Kathleen Vohs, a psychological scientist and professor at the University of Minnesota, wasn't looking to upset domestic and societal cleanliness standards when she began a research project that would explore the relationship between messiness and creativity. The findings, which were published in Psychological Science magazine in August, show that, while tidy environments are good for some things, they don't promote creative thinking or stimulate new ideas.

In the first part of the study, conducted to test the benefits of orderliness, students were asked to perform a series of tasks in either a clutter-free room or a room that was scattered with papers and other items. At the end, they were asked to donate money to a charity and to choose a snack – either a fresh apple or a chocolate bar.

It turns out that 82 per cent of people in the tidy room offered to give money compared with 47 per cent in the messy one.

And 67 per cent of those in the orderly setting chose the apple, compared with only 20 per cent of students in the messy room. (Who knew? A new sub-genre in wellness could be just around the corner: Tidy rooms make for trim waists!)

However, further test situations in the study showed that creativity suffers if you live in a clutter-free environment, a finding that could have been called the Albert Einstein Factor. (He looked unkempt and was reportedly messy in his personal life, but was certainly a creative genius.)

Nearly 50 research subjects were invited individually into one of two laboratory settings – messy or tidy – and asked to brainstorm ideas for a Ping Pong factory that wanted to promote new uses for its product. Both groups came up with the same number of ideas, but those in the messy room offered ideas that were "highly creative," according to an independent evaluation.

For example, the messy-room thinkers suggested Ping Pong balls could be used as ice-cube trays or on the feet of chairs to protect floors. Ideas emanating from the tidy room were deemed less creative – one involved using Ping Pong balls to play beer pong. (Uh, hello? People already do that.)

"Being in a messy room led to creativity, and that's something organizations and others might want to pay attention to," Vohs explained in a telephone conversation.

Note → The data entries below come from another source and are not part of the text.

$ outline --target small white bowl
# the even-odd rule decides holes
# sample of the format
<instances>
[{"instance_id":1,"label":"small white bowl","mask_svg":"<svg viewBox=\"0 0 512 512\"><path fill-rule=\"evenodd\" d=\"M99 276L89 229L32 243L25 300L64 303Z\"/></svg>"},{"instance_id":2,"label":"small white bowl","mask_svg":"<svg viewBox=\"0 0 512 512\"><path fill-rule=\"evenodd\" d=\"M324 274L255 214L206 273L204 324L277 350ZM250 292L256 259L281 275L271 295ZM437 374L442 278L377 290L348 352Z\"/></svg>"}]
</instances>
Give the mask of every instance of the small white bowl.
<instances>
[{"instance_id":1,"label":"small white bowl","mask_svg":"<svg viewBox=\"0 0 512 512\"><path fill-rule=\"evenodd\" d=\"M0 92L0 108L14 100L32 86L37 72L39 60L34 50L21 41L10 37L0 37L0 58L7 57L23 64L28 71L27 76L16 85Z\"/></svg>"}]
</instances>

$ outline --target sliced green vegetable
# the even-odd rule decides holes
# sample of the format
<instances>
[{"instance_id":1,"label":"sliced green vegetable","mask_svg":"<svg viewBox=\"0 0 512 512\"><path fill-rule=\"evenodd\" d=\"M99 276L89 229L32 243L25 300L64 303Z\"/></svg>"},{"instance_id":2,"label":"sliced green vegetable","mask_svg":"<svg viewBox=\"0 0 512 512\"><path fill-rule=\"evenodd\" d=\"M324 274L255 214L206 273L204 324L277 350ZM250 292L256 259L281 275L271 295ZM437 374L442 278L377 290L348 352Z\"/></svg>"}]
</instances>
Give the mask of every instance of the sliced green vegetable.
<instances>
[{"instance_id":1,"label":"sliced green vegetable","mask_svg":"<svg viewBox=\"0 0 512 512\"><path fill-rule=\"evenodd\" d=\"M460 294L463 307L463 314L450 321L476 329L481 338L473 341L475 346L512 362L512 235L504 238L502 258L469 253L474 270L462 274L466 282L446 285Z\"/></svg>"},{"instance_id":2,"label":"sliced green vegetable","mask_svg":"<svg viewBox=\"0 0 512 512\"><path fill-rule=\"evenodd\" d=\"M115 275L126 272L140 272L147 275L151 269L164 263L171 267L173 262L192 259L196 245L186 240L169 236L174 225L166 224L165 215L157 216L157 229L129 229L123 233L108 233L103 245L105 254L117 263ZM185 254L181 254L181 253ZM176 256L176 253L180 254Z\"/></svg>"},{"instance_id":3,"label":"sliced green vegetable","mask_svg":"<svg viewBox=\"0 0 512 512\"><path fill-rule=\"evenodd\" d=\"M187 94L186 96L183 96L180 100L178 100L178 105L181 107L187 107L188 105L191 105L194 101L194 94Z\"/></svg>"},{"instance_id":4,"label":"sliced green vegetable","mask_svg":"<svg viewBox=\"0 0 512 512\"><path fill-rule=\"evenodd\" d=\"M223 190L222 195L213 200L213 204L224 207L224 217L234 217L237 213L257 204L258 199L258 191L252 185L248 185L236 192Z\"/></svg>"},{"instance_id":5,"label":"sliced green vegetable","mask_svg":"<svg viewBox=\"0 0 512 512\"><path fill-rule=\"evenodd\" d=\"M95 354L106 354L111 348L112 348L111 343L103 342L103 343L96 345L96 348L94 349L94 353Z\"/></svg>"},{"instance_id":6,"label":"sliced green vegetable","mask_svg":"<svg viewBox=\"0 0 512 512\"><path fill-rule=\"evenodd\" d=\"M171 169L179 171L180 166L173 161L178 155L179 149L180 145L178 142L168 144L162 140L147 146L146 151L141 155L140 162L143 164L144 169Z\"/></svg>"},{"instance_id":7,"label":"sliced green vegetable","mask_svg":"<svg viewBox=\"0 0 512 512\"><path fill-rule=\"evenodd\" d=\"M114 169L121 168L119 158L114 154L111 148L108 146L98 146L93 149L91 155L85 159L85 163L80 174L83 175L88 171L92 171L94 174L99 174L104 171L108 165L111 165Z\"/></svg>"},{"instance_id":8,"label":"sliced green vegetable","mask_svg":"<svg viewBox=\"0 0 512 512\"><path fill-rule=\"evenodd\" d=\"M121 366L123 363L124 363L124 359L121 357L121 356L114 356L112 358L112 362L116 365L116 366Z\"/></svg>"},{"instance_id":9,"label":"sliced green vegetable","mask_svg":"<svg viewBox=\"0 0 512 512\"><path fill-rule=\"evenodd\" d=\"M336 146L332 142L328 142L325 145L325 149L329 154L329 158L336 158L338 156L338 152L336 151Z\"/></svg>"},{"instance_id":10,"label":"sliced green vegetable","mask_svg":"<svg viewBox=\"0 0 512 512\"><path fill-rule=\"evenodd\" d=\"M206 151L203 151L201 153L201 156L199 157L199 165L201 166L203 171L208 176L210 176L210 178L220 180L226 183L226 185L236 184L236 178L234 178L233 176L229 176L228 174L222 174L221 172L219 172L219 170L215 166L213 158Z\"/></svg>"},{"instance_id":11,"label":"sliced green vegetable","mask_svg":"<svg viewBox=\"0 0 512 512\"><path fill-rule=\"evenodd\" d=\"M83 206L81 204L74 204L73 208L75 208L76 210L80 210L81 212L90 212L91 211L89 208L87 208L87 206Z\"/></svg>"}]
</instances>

Participants in the messy room were 28 per cent more creative on average, she noted, although she stopped short of explaining why a mess stimulates creativity – an untidy loose end of her research, one might say.

Another experiment in the same study showed that, compared with tidy-room people, research subjects in messy environments were twice as likely to reach for a new product rather than one identified as classic. "The idea is that, when things are tidy and orderly, it promotes thinking that is conventional; the opposite is [supposedly] true when people are in a messy environment. Not thinking in conventional ways is the definition of creativity."

Vohs goes so far as to warn that creativity may be "hampered by the minimalist design movement."

She even suggests that one could "engineer" one's creativity quotient.

If, in other words, you have a work assignment that requires adherence to rules and a conservative approach, sit yourself down at a tidy desk. (Filling out your expense report comes to mind.)

But if you have something creative to produce? Feel free to toss those magazines on the floor and fling some pencils across the table.

According to Vohs, there are two types of untidy environments. One is disorganized. The other is plain dirty.

"It's more about clutter as a good thing," she said. "We are not talking about messy environments that elicit disgust."

Well, phew. Your teenagers still have to pick up their dirty laundry. At least that much is clear.